Vice President Pence wasn’t following the rules — not about timing, not about interrupting — during Wednesday’s debate. Moderator Susan Page’s efforts at polite shushing, uttering repeated “thank you’s,” was about as effective as a cafeteria monitor trying to halt a food fight. It fell to Harris to remind the vice president, “I’m speaking” — something he already knew but chose to ignore.

If Harris had raised her voice in those moments, she would have been labeled shrill. If she had frowned, she would have been labeled a scold. If she had raised a hand, she would have been called angry or even unhinged.

So she smiled as she held her ground — and of course they called it a smirk, a grin that by definition comes off as irritating or smug. But it was more than that. Harris gave Pence “The Look” — and you don’t have to look up that phrase to know exactly what I mean.

Black women have elevated the “Mama don’t take no mess” expression to a form of high art — a narrowing of the eye, a lift of the eyebrow, a tilt of the head. Sometimes there is a sideways arch of the neck, a molasses-slow movement of the jaw that says, without speaking, “You’ve got exactly 10 seconds to pick up your feet and run for the hills.”

Some of this is the stuff of caricature. The kind of thing that leads Black women to be called sassy, volatile, aggressive or angry. All of that is an effort to dismiss or demean. But that attempted erasure is the very reason Black women — indeed, most women — have some version of The Look in their arsenal.

Women often can’t get a word in edgewise in the workplace — or, really, any place where they share a room with men. This phenomenon is universal and documented in a large body of research. Don’t think for a minute that the women in the Trump administration or the Republican Party have an E-ZPass to free expression in a party so clearly dominated by men whose core political message is to return to the good old days. The suburban women who are key players in this election know what it is like to be interrupted and talked down to.

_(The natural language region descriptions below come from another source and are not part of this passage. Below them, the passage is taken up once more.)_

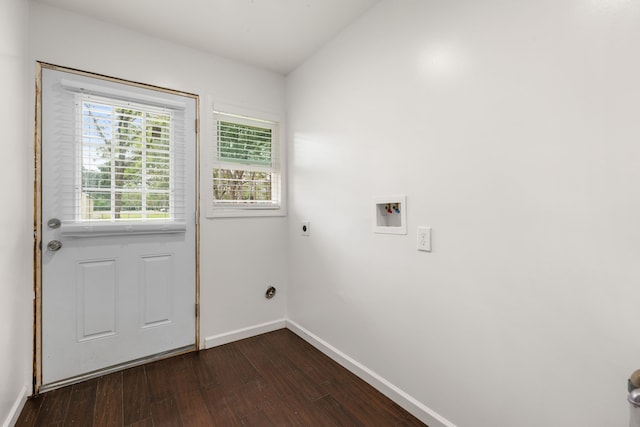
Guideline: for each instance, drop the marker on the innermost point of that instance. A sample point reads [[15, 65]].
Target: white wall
[[16, 253], [512, 127], [232, 296]]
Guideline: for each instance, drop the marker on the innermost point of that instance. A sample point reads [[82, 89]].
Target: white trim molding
[[240, 334], [12, 416], [410, 404]]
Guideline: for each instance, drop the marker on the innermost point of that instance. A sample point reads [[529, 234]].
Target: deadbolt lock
[[54, 245]]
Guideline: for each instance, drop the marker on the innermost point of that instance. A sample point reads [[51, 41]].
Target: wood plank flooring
[[275, 379]]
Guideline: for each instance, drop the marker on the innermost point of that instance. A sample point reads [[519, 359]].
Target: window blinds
[[246, 168], [123, 160]]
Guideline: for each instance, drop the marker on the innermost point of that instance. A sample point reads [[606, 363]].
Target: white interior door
[[118, 232]]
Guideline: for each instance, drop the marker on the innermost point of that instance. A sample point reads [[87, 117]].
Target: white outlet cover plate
[[424, 239], [304, 228]]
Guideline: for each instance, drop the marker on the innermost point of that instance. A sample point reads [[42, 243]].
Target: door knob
[[54, 223], [54, 245]]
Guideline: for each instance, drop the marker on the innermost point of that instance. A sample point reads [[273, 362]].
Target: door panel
[[97, 299], [118, 172]]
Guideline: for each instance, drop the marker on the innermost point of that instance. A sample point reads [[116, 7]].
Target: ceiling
[[274, 34]]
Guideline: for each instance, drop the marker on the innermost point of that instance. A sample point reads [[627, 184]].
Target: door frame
[[37, 225]]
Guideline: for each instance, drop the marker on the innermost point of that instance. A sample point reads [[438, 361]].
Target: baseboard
[[12, 417], [413, 406], [243, 333]]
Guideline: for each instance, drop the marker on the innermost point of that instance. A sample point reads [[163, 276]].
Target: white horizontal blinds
[[246, 168], [60, 166], [131, 161]]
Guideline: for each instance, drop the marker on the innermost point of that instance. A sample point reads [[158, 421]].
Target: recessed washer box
[[390, 215]]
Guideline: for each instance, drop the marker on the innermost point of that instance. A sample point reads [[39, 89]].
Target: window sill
[[229, 212]]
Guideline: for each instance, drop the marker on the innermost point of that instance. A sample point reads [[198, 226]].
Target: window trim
[[239, 210]]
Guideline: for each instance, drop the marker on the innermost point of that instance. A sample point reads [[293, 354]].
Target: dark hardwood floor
[[275, 379]]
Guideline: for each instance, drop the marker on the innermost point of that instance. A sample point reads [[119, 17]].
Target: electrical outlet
[[424, 239], [304, 228]]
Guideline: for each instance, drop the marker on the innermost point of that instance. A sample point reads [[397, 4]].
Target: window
[[126, 157], [246, 168]]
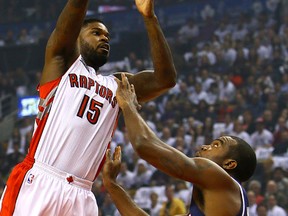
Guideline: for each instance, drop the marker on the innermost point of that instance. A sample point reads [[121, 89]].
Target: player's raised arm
[[149, 84], [61, 49]]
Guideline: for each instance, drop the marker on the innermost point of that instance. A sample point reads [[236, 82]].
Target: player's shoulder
[[118, 74]]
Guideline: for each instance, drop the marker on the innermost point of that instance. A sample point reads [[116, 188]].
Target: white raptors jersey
[[77, 116]]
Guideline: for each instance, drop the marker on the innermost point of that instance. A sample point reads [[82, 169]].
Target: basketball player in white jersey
[[78, 113]]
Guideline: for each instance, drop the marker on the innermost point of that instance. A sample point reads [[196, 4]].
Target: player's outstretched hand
[[125, 94], [112, 166], [145, 7]]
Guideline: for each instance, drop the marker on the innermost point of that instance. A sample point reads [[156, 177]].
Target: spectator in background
[[273, 207], [262, 209], [155, 206], [261, 138]]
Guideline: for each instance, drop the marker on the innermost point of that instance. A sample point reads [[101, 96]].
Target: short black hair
[[91, 20], [246, 159]]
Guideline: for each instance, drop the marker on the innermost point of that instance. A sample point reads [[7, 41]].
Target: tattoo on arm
[[202, 165]]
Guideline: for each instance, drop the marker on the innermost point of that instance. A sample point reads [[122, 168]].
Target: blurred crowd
[[232, 79]]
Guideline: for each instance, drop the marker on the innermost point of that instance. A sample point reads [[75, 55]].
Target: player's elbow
[[142, 144], [171, 80]]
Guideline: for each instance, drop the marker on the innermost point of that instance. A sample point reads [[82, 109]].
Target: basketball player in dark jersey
[[216, 171]]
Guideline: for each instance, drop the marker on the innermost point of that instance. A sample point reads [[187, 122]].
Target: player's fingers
[[108, 155], [132, 88], [117, 155], [125, 81]]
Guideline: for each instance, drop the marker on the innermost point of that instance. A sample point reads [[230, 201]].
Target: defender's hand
[[112, 165], [125, 94], [145, 7]]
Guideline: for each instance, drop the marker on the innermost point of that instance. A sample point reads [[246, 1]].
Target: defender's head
[[233, 154]]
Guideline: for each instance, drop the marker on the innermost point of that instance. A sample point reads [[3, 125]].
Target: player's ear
[[229, 164]]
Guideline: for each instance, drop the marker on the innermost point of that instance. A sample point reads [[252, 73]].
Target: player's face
[[94, 44], [218, 150]]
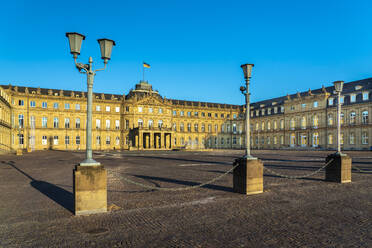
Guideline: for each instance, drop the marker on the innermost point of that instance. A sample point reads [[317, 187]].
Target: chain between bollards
[[182, 188], [298, 177]]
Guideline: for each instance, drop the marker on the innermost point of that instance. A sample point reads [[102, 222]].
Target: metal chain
[[360, 170], [182, 188], [298, 177]]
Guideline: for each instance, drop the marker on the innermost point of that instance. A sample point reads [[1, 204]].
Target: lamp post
[[338, 89], [75, 40], [247, 70]]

This unfortunate reality knows no boundaries. There is actually a whole lexicon for it:

Mansplaining: When a man feels the need to explain something to a woman, often despite her obvious expertise or experience. (Case in point: Pence explains systemic racism to Harris.)

Bropropiation: When a woman introduces a concept or idea that a man subsequently takes credit for.

Manterruption: Describing how men interrupt women repeatedly and unnecessarily. A study by Brigham Young and Princeton universities found that men dominate 75 percent of the conversation in board meetings. When men control the discourse, they control the decision-making — unless women figure out how to break through.

Women have long had to adorn their actual language with body language to be heard. Sometimes it is through protest, but often it is much more subtle than that. Lowering or adjusting the pitch of one’s voice. Fixing one’s gaze. A posture that says “I mean business” when the world isn’t interested in allowing you to run a business.

And yet women exercise authority nonetheless — increasingly in the corporate and political worlds, but consistently over centuries in the places where we learn the most important life lessons: the classroom, the place of worship, the marketplace, the kitchen table.

I would posit that many of the people who hold enough power to occupy a platform that would allow them to comment on Harris’s smirk or judgmental gaze obtained their perch of authority precisely because some woman, and probably several women along the way, shot them The Look to keep them on track.

President Trump, who could have benefited from being on the receiving end of more Looks, on Thursday called Harris “this monster that was on stage with Mike Pence.” It’s an ugly insult from a president who always manages to reveal himself, even or especially when trying to target others.

Monsters are scary. Sometimes it’s because of their strength or physical prowess. As children, we fear that they could grind our bones to dust. But for adults, a monster’s real power is that it gets under our skin. Monsters wield power because we give them real estate inside our brain.

A smiling woman stands her ground and shoots a forceful look that requires a man to follow the rules. She only seems monstrous if progress is what you really find scary.